Race - questions of perspective

(I have added some text at the end of yesterday's, mostly about Salvador Dali's ecstasy at Perpignan station.)

Grenoble-Pierrelatte-Orange-Avignon-Montpellier-Narbonne-Veronica's-Perpignan in six days, and today on to Girona. It may seem that I'm racing through places but I'm not, I'm heading somewhere specific much more slowly than anyone who flies and I'm choosing my stopping places carefully. But travelling a short way once a day, and taking time to visit the area around each new sleeping-place, is making this trip feel much longer than it actually is.

My solitary travel (which people keep telling me wrongly is 'brave') gives me lots of time to muse. This morning, as I walked through modern Girona to the medieval city walls, I passed a couple with a child, all with the same sun-skin tone that is common in this part of Europe. Why did I notice that he was a fair African and she was a dark Spaniard? Why did I do a double-take then register from his features that he was probably mixed-race? And if so, why did I label him 'African' not 'European'? Why have I learnt to notice such categories so quickly and what sorts of subliminal assessments are going on in my brain when I do?

The musing continued as I walked round the wall where I first engaged, through smiles, with a young man (two more categories there) who told me he was from Poland. But the group of young men talking Russian with their intrusive loud banter and music appeared not even to see me. Why? Russian? Male? Young? A crowd? Boors? 

In places the path on the top of the wall was narrow. Some people let me go first, some didn't. Some thanked me when I let them go first, others seemed not to notice that I'd stepped back. With each interaction - haughty, polite, oblivious, friendly, arrogant, smiling, rude, kind, selfish, engaging - I found myself listening for languages and accents. I know perfectly well that they are all individuals with their (his?/her?) own characteristics and preoccupations and that none of this correlates with race but my own systems for categorising were working flat out.

Could they see my obsessive categorising or were they all doing the same, consciously or otherwise?
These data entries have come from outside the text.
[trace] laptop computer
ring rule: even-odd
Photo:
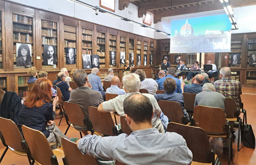
[[[211,71],[213,70],[212,65],[204,65],[204,70],[207,71]]]

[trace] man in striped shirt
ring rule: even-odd
[[[135,94],[123,103],[125,118],[133,132],[129,136],[102,137],[87,135],[77,142],[83,154],[125,164],[191,164],[192,153],[183,137],[160,133],[152,128],[153,107],[149,99]]]

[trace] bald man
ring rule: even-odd
[[[183,93],[189,93],[197,94],[203,91],[203,87],[201,84],[204,82],[204,78],[202,75],[197,75],[192,79],[191,85],[181,84],[181,89]]]
[[[120,89],[123,84],[120,82],[120,80],[117,76],[114,76],[110,82],[111,86],[107,89],[106,93],[112,93],[121,95],[123,94],[126,94],[125,91],[122,89]]]
[[[165,72],[162,70],[160,70],[158,73],[158,78],[157,79],[157,80],[155,80],[155,81],[157,82],[158,86],[159,86],[159,84],[158,84],[158,81],[159,81],[159,79],[161,78],[162,78],[164,77],[165,75]]]

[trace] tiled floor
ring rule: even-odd
[[[247,111],[247,123],[252,125],[255,135],[256,132],[256,88],[243,87],[242,91],[243,94],[241,97],[244,103],[244,108]],[[242,115],[243,114],[241,114],[241,117],[242,117]],[[58,118],[56,119],[56,122],[58,124],[59,116],[57,117]],[[67,127],[66,121],[63,118],[59,127],[64,132]],[[238,132],[237,131],[234,133],[235,138],[233,138],[233,140],[234,154],[233,160],[231,162],[231,164],[256,164],[256,151],[254,149],[245,147],[243,146],[242,143],[240,143],[240,151],[237,151]],[[80,137],[79,132],[71,127],[69,129],[67,135],[71,138],[79,138]],[[222,153],[222,144],[221,139],[211,138],[209,140],[212,149],[218,155],[222,164],[227,164],[228,155]],[[5,148],[2,143],[0,143],[0,154],[1,155]],[[8,150],[1,164],[12,164],[16,165],[28,164],[29,162],[27,157],[16,155]]]

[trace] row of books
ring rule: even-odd
[[[13,15],[13,21],[17,22],[22,23],[28,24],[32,24],[32,18],[26,16],[23,16],[16,14]]]
[[[53,31],[51,29],[48,30],[42,29],[42,35],[47,37],[56,37],[57,36],[57,32]]]
[[[31,26],[24,26],[13,24],[13,30],[24,32],[32,32],[32,27]]]
[[[6,80],[4,79],[0,80],[0,88],[4,88],[6,87]]]
[[[92,41],[93,41],[93,36],[90,35],[83,35],[82,39],[83,40]]]
[[[64,32],[64,38],[67,40],[75,40],[77,39],[77,35],[75,34]]]
[[[64,25],[64,31],[75,33],[76,32],[76,27]]]
[[[48,39],[45,37],[42,37],[42,44],[43,45],[57,45],[57,41],[56,38]]]
[[[26,43],[32,43],[33,42],[33,37],[29,34],[21,34],[20,33],[13,34],[13,41],[15,42],[20,42]]]
[[[83,32],[82,32],[84,34],[91,34],[93,35],[93,31],[90,30],[85,29],[83,29]]]
[[[57,28],[57,23],[52,22],[50,22],[45,20],[42,20],[41,25],[42,27],[50,28],[54,29],[56,29]]]
[[[105,33],[100,33],[100,32],[97,32],[97,36],[99,37],[101,37],[102,38],[105,38]]]

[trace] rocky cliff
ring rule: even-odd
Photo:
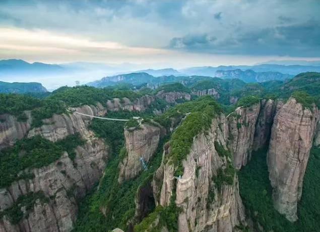
[[[175,196],[179,231],[232,231],[244,220],[236,174],[230,158],[222,153],[228,153],[227,131],[221,115],[213,120],[208,131],[194,138],[181,178],[175,176],[174,165],[167,157],[170,148],[165,146],[162,163],[154,177],[154,198],[165,207]]]
[[[179,92],[165,92],[163,90],[159,91],[156,96],[159,98],[164,99],[169,103],[174,103],[177,100],[186,100],[189,101],[191,96],[187,93]]]
[[[318,118],[315,107],[306,108],[290,98],[274,118],[268,153],[269,178],[275,208],[291,221],[297,219],[297,203]]]
[[[93,115],[105,112],[101,105],[84,106],[77,111]],[[13,182],[0,189],[1,210],[10,210],[13,207],[20,209],[20,207],[24,212],[22,219],[14,223],[5,214],[0,219],[1,232],[69,231],[73,228],[78,209],[77,199],[84,197],[99,180],[107,159],[107,147],[103,141],[87,129],[90,120],[75,113],[54,115],[44,120],[44,124],[40,127],[29,132],[23,131],[28,133],[28,137],[39,134],[52,142],[78,132],[86,141],[76,148],[73,160],[65,152],[48,166],[26,170],[33,174],[32,178]],[[16,205],[22,196],[33,193],[42,193],[45,200],[36,198],[28,210],[23,204]]]
[[[220,98],[220,95],[215,89],[208,89],[203,90],[194,90],[192,92],[193,94],[199,96],[204,95],[211,95],[214,96],[216,99]]]
[[[260,103],[248,107],[239,107],[227,116],[228,146],[233,154],[233,165],[237,169],[250,160],[260,109]]]
[[[19,122],[17,117],[9,114],[0,115],[0,149],[12,146],[17,139],[21,139],[30,128],[31,112],[25,111],[26,121]]]
[[[263,99],[255,125],[252,148],[257,150],[269,144],[276,113],[283,105],[281,100]]]
[[[149,123],[124,130],[125,151],[119,165],[119,183],[136,177],[143,169],[140,159],[148,163],[158,147],[160,132],[159,127]]]
[[[89,115],[103,116],[108,111],[144,110],[154,100],[153,97],[148,95],[133,101],[125,98],[114,99],[107,103],[106,107],[98,103],[73,110]],[[86,142],[75,148],[74,157],[65,152],[48,166],[25,170],[32,178],[0,189],[0,231],[69,231],[76,219],[78,200],[85,195],[103,174],[108,158],[108,147],[102,139],[95,137],[88,129],[90,117],[72,112],[54,114],[43,120],[41,126],[30,129],[31,114],[25,113],[28,119],[24,122],[18,121],[11,115],[0,116],[0,147],[13,145],[16,140],[24,137],[37,135],[55,142],[77,133]],[[146,125],[142,127],[155,134],[153,140],[145,144],[149,145],[150,150],[155,149],[154,147],[157,146],[160,129]],[[150,133],[144,137],[138,136],[143,143],[143,139],[149,136],[153,137]],[[133,142],[137,145],[135,142]],[[142,150],[142,148],[139,150],[138,147],[134,146],[136,150]],[[148,160],[147,153],[145,158]],[[151,152],[149,156],[152,154]],[[25,201],[30,201],[30,204],[25,205]],[[19,213],[22,212],[23,215],[13,220],[10,212],[14,210]]]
I'm not even sure I can claim that my sensitivities were heightened by having, this morning, crossed a national border but remained in the same language-territory (Catalunya), though of course the political sensitivities here interest me. There is a highly visible campaign for Catalan independence in Girona - slogans, flags and yellow ribbons everywhere - and I wondered whether people would prefer to speak to me in Spanish or that even-more dominating language, English. My unscientific sample from the day showed that they didn't mind - the overwhelming category they fitted into was kindness.

Girona was a revelation. Before I'd even left the railway station I had a map with recommendations of places to go, and had acquired - easily, cheaply, with humour and a Spanish lesson thrown in - a Spanish senior railcard (I was wrongly informed that the convoluted French one covered Spain).

The walls provided a fine overview of the town and surrounding area but apart from looking at washing, I enjoyed it more when I got to ground level. I was totally smitten by the Beatus de Liébana - a commentary in the cathedral treasury on the Apocalypse written in 975 by monk Emeterius and illustrated by nun Ende. Such perceptions of heaven, the world, the horsemen, trees and animals, especially snakes! And I'd happily take a tour into Ende's hell and meet her delightful devil.

I did the sort of absurd rate of visiting that tourists do (Westminster Abbey, The Tower of London and the National Gallery all on the same day?!) so after the cathedral I saw the Arab baths (actually shared, and with a star of David in the ceiling), the Basilica and the Lion, which was created presciently in the 12th century ready for the invention of selfies. But the best was just wandering around the town. I'd been told to cross a bridge over the river Onyar and look back but had no idea why. My first extra and about a hundred others (one here) are why. Wow!  (I know that they'd garner more blip-attention than my main but you're also more likely to see this sort in a google image search for Girona.)

And I had great fun watching photo shoots, some more skilled than others, on the cathedral steps. My second extra was a role change, with one of the models taking photos of the other with the photographer. Wish I could have compared shots. I suspect the cathedral door was prettily in the back of all his.